Uber burned through its entire 2026 AI budget in four months. Not because the tools didn't work, but because nobody had worked out what they would actually cost. Here is the hidden reality of agentic AI consumption.
Uber burned through its entire 2026 AI budget in four months.
Not because the tools didn’t work. Because they worked exactly as they were supposed to, and nobody had worked out what that would actually cost.
By spring 2026, most of Uber’s engineers were using AI agents daily, and the budget meant to last the year was reportedly gone by April. Microsoft hit the same wall from the other direction - it opened AI coding agents to thousands of engineers, usage took off, and it pulled back once the bill caught up with the enthusiasm.
These aren’t stories about AI failing. They’re two organisations that made a big AI decision without a complete cost picture, and found out what was missing when the invoice arrived.
And what was missing wasn’t a number they’d got wrong. It was a kind of cost they’d never had to manage before.

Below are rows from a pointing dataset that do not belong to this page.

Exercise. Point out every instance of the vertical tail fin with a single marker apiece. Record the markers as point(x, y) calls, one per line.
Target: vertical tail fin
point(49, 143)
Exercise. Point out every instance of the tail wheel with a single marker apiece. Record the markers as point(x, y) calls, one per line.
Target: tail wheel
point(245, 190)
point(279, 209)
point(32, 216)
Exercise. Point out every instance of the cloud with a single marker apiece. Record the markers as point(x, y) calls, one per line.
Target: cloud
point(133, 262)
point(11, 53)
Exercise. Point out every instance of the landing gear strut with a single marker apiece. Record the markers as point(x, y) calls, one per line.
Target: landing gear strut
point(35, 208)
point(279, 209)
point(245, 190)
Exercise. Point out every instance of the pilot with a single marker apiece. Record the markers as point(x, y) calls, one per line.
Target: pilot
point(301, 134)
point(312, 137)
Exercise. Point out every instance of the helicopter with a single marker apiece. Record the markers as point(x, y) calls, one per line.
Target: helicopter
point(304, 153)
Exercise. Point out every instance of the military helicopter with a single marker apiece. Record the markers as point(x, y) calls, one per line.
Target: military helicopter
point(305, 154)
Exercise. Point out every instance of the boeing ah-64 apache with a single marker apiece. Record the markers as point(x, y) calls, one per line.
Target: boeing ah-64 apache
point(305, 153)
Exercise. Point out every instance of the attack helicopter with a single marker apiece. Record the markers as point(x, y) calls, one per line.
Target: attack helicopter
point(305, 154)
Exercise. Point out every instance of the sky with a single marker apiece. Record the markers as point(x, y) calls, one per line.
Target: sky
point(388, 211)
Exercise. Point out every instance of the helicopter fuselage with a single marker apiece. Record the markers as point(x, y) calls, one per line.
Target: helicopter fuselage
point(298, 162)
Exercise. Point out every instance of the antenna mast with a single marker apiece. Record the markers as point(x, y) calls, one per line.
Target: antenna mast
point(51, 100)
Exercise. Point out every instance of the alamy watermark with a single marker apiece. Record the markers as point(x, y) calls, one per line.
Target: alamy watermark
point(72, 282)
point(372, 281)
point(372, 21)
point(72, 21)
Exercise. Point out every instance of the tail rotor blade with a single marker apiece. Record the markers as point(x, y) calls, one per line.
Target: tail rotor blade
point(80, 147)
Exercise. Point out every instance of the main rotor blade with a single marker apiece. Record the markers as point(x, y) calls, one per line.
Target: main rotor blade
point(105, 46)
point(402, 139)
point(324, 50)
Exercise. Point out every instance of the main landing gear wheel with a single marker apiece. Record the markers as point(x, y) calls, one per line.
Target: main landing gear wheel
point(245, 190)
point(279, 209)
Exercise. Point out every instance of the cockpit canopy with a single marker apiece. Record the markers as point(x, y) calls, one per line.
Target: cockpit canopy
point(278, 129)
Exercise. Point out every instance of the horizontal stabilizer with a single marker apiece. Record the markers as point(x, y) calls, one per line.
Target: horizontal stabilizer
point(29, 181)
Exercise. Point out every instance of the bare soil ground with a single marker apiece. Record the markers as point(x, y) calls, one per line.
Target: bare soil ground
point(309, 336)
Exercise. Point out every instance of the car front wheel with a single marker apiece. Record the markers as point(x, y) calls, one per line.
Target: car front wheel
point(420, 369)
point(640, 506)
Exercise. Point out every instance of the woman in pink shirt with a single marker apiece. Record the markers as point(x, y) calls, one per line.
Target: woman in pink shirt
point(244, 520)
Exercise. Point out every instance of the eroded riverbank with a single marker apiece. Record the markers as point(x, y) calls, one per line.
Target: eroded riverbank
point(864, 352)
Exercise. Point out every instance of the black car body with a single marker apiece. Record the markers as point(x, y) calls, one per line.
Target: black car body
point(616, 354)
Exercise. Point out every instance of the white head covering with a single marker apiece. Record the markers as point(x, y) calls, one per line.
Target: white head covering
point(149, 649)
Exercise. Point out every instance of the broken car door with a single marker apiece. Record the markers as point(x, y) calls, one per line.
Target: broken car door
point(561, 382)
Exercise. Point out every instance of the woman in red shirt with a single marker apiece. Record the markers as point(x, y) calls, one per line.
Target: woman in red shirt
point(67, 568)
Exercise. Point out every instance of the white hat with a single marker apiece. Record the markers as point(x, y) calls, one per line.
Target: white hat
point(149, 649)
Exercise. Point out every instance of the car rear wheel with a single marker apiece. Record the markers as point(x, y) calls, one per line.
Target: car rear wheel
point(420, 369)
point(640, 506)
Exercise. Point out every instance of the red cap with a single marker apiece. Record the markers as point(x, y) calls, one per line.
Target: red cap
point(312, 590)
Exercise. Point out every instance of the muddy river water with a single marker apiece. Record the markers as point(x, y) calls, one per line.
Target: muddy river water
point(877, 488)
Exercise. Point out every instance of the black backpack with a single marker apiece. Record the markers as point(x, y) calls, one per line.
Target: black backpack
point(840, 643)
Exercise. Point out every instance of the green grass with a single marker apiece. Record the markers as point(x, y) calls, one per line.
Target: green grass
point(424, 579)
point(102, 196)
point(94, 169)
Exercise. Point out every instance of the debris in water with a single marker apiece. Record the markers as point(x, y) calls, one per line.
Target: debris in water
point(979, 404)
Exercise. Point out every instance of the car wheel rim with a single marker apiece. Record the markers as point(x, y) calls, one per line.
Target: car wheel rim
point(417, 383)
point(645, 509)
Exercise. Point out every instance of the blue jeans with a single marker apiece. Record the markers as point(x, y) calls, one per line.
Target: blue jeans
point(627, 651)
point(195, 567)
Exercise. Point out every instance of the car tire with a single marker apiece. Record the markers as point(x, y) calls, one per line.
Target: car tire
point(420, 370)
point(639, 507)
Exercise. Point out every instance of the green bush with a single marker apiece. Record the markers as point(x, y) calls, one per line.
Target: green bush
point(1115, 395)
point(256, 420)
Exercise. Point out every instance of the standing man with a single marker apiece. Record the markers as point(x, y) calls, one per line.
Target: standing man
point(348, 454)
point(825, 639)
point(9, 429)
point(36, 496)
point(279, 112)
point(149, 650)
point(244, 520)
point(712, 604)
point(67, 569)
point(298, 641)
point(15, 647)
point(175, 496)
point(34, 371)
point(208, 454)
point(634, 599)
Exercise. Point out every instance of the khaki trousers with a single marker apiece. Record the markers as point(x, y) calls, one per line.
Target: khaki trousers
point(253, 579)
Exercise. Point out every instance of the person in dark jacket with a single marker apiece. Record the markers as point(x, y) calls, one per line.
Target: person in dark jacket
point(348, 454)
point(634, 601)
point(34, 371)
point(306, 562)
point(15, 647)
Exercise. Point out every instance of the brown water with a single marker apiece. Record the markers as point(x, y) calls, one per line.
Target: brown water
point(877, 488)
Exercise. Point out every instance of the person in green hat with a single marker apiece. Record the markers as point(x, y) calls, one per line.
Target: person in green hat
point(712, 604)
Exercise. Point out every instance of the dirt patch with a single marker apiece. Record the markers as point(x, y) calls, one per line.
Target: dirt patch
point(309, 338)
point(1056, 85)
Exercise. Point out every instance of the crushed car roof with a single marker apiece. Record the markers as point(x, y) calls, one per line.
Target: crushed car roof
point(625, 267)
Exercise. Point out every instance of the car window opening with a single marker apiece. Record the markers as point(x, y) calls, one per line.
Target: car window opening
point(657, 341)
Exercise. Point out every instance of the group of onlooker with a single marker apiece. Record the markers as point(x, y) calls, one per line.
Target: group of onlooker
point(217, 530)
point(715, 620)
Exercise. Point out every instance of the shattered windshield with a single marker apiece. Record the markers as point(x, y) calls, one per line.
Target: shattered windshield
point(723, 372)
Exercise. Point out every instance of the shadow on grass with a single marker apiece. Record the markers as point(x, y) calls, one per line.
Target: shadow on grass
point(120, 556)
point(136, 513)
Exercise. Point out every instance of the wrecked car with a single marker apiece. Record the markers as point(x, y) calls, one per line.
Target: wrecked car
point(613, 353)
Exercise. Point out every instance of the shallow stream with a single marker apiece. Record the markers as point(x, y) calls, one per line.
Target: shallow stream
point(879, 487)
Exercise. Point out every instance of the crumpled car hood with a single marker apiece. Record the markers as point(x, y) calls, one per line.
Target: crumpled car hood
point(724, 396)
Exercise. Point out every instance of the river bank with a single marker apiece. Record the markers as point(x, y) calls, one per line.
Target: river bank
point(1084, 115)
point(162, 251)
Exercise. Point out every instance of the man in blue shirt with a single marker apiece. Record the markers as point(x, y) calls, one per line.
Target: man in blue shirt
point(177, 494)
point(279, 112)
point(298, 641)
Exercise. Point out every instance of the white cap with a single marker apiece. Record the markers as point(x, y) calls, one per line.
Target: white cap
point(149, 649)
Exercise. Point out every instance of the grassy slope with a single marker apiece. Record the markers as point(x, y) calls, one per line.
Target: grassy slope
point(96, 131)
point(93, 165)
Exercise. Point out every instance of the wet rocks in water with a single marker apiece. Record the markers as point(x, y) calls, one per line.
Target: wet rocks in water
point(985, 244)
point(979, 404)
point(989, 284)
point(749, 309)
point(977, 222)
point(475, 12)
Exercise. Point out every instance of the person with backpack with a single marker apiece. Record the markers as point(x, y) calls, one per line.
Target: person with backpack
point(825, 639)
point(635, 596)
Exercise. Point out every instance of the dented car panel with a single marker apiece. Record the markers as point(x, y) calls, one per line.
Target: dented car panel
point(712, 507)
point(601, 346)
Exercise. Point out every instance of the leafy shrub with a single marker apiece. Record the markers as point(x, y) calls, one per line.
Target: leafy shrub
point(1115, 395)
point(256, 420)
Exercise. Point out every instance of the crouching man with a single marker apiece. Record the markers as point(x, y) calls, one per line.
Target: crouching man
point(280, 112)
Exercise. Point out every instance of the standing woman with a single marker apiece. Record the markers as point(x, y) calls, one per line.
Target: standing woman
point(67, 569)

A New Kind of Cost Discipline
If your organisation is moving toward agentic AI, you are going to have to think, cost-manage and forecast in a way you have not had to before - not because the underlying principle is new, but because you can no longer afford to leave it to the engineers.
The principle itself is old. Anyone who has optimised a heavy database query knows it: two queries can return the same answer, and one can cost many times more than the other, purely because of how it was built. Bad design costs money every time it runs. What’s changed is that most organisations could get away with ignoring that, because the absolute cost was small enough to absorb. It was a rounding error. It stayed an engineering concern and never reached the budget conversation.
Agentic AI removes that slack. It is metered, and it runs at volume, continuously. A chatbot answers a question and stops. An agent plans, calls tools, checks its own work, handles failures, retries, and loops until the task is done with every step is a separate, billable call to the model, resending the whole accumulated context each time.
Gartner’s March 2026 analysis found agentic AI uses 5 to 30 times more tokens per task than a standard chatbot. EY puts it in money: a simple AI interaction cost around $0.04 in 2023; a complex orchestrated agentic one in 2026, about $1.20 - roughly thirty times more.
And the fact that the price per token is falling fast isn’t helping anyway. Total bills are rising regardless because consumption is growing faster than price drops. The price on the tin goes down; the invoice goes up.
With AI, usage is the cost.
For decades, most technology has been a known quantity in budgeting terms - a licence or a per-seat fee, agreed in advance, where using it more cost nothing. That shaped what organisations told their people: use the tools you’ve paid for as much as possible. With metered AI, that instinct is precisely the wrong one. The discipline of caring how the thing is built, and how much it consumes to do its job, is no longer something leadership can delegate downward and forget.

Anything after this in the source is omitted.